University of Western Australia, Crawley, Australia.
BMC Med Res Methodol. 2010 Dec 30;10:111. doi: 10.1186/1471-2288-10-111.
Measuring the real burden of cardiovascular disease in Australian Aboriginals is complicated by under-identification of Aboriginality in administrative health data collections. Accurate data is essential to measure Australia's progress in its efforts to intervene to improve health outcomes of Australian Aboriginals. We estimated the under-ascertainment of Aboriginal status in linked morbidity and mortality databases in patients hospitalised with cardiovascular disease.
Persons with public hospital admissions for cardiovascular disease in Western Australia during 2000-2005 (and their 20-year admission history) or who subsequently died were identified from linkage data. The Aboriginal status flag in all records for a given individual was variously used to determine their ethnicity (index positive, and in all records both majority positive or ever positive) and stratified by region, age and gender. The index admission was the baseline comparator.
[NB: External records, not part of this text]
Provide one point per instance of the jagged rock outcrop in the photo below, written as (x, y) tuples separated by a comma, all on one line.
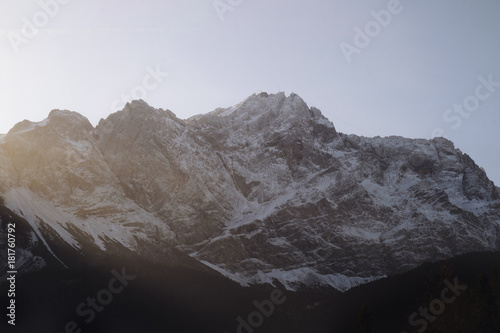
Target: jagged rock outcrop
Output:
[(264, 190)]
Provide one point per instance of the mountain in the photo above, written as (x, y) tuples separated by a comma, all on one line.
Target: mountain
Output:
[(266, 191)]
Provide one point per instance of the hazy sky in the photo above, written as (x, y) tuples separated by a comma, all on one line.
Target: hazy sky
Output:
[(372, 67)]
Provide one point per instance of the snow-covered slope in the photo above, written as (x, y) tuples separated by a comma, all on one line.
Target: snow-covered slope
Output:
[(263, 191)]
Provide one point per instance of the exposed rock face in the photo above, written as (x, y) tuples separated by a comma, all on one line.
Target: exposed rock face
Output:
[(263, 190)]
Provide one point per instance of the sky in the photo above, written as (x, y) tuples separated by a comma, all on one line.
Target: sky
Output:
[(413, 68)]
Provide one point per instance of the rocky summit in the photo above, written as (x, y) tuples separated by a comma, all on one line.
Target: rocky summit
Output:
[(266, 191)]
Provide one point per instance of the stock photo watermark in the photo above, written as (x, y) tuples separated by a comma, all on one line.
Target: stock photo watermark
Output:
[(150, 82), (11, 270), (223, 6), (265, 309), (372, 29), (30, 28), (437, 306), (460, 111), (97, 304)]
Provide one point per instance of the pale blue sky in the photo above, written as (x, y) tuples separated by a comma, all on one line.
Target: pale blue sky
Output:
[(425, 60)]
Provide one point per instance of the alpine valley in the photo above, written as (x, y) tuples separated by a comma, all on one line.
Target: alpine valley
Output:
[(216, 211)]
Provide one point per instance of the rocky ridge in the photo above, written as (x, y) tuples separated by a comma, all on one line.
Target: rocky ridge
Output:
[(264, 191)]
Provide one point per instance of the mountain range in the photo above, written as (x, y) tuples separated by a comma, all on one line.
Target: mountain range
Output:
[(265, 192)]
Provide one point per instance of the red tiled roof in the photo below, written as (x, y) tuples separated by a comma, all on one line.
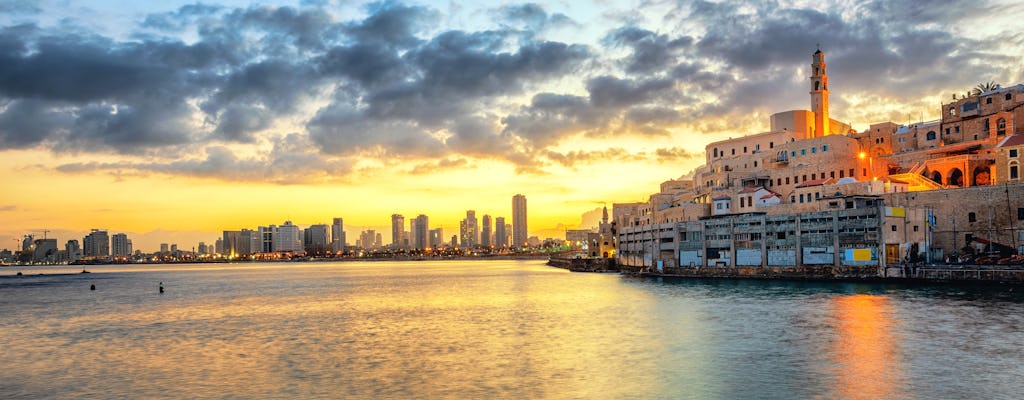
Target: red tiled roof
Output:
[(1012, 140), (816, 182)]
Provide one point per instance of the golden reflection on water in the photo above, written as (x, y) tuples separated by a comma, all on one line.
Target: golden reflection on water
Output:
[(865, 352)]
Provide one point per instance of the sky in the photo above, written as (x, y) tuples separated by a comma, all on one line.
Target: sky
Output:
[(173, 121)]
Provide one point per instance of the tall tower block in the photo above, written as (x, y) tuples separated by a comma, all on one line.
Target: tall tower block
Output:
[(819, 94)]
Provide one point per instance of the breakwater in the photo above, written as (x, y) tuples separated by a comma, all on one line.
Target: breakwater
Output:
[(585, 264)]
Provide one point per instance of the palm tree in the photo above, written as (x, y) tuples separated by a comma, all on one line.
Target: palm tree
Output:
[(984, 87)]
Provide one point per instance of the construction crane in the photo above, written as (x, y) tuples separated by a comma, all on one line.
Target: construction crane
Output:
[(45, 231)]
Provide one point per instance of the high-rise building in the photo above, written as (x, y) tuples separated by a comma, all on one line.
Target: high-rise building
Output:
[(73, 250), (265, 241), (120, 246), (436, 237), (315, 238), (397, 228), (519, 221), (420, 232), (338, 235), (369, 239), (469, 231), (288, 237), (45, 251), (501, 237), (96, 243), (485, 231), (231, 240)]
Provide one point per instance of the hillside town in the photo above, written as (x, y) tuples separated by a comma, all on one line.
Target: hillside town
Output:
[(812, 191)]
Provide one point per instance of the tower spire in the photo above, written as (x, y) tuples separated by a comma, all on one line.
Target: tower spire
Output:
[(819, 94)]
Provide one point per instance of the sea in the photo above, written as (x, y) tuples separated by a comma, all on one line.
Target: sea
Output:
[(494, 329)]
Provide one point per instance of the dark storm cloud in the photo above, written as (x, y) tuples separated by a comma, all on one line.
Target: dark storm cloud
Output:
[(393, 84), (532, 16), (650, 51)]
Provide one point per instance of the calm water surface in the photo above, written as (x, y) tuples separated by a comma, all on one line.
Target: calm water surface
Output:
[(494, 329)]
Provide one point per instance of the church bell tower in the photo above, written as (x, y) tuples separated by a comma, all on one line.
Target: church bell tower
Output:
[(819, 94)]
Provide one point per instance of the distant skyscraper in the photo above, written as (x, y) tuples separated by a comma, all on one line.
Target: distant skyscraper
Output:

Index cases comprised 62,692 individuals who shared a total of 778,714 hospital admissions over 20 years, of which 19,809 subsequently died. There were 3,060 (4.9%) persons identified as Aboriginal on index admission. An additional 83 (2.7%) Aboriginal cases were identified through death records, increasing to 3.7% when cases with a positive Aboriginal identifier in the majority (≥50%) of previous hospital admissions over twenty years were added and by 20.8% when those with a positive flag in any record over 20 years were incorporated. These results equated to underestimating Aboriginal status in unlinked index admission by 2.6%, 3.5% and 17.2%, respectively. Deaths classified as Aboriginal in official records would underestimate total Aboriginal deaths by 26.8% (95% Confidence Interval 24.1 to 29.6%).
Combining Aboriginal determinations in morbidity and official death records increases ascertainment of unlinked cardiovascular morbidity in Western Australian Aboriginals. Under-identification of Aboriginal status is high in death records.
在澳大利亚原住民中,心血管疾病的实际负担很难衡量,因为行政健康数据收集对原住民身份的识别不足。准确的数据对于衡量澳大利亚在努力改善原住民健康结果方面的进展至关重要。我们估计了在患有心血管疾病住院的患者的链接发病率和死亡率数据库中,原住民身份确定不足的情况。
从链接数据中确定了 2000-2005 年期间在西澳大利亚州因心血管疾病住院的患者(及其 20 年的住院史)或随后死亡的患者。对于给定个体的所有记录中的原住民身份标志,用于确定其种族(索引阳性,并且在所有记录中都是多数阳性或曾经阳性),并按地区、年龄和性别分层。索引入院是基线比较器。
索引病例包括 62692 名患者,他们在 20 年内共共享了 778714 次住院治疗,其中 19809 人随后死亡。在索引入院时,有 3060 人(4.9%)被确定为原住民。通过死亡记录额外确定了 83 例(2.7%)原住民病例,当将过去 20 年中大多数(≥50%)住院记录中具有阳性原住民标识符的病例添加进来时,该比例增加到 3.7%,当将过去 20 年中任何记录中具有阳性标志的病例加起来时,该比例增加到 20.8%。这些结果相当于分别低估了未链接索引入院的原住民身份 2.6%、3.5%和 17.2%。在官方记录中被归类为原住民的死亡人数将低估西澳大利亚原住民的总死亡人数 26.8%(95%置信区间 24.1 至 29.6%)。
将发病率和官方死亡记录中的原住民确定结合起来,可以增加西澳大利亚原住民未链接心血管发病率的确定。死亡记录中对原住民身份的识别不足情况很高。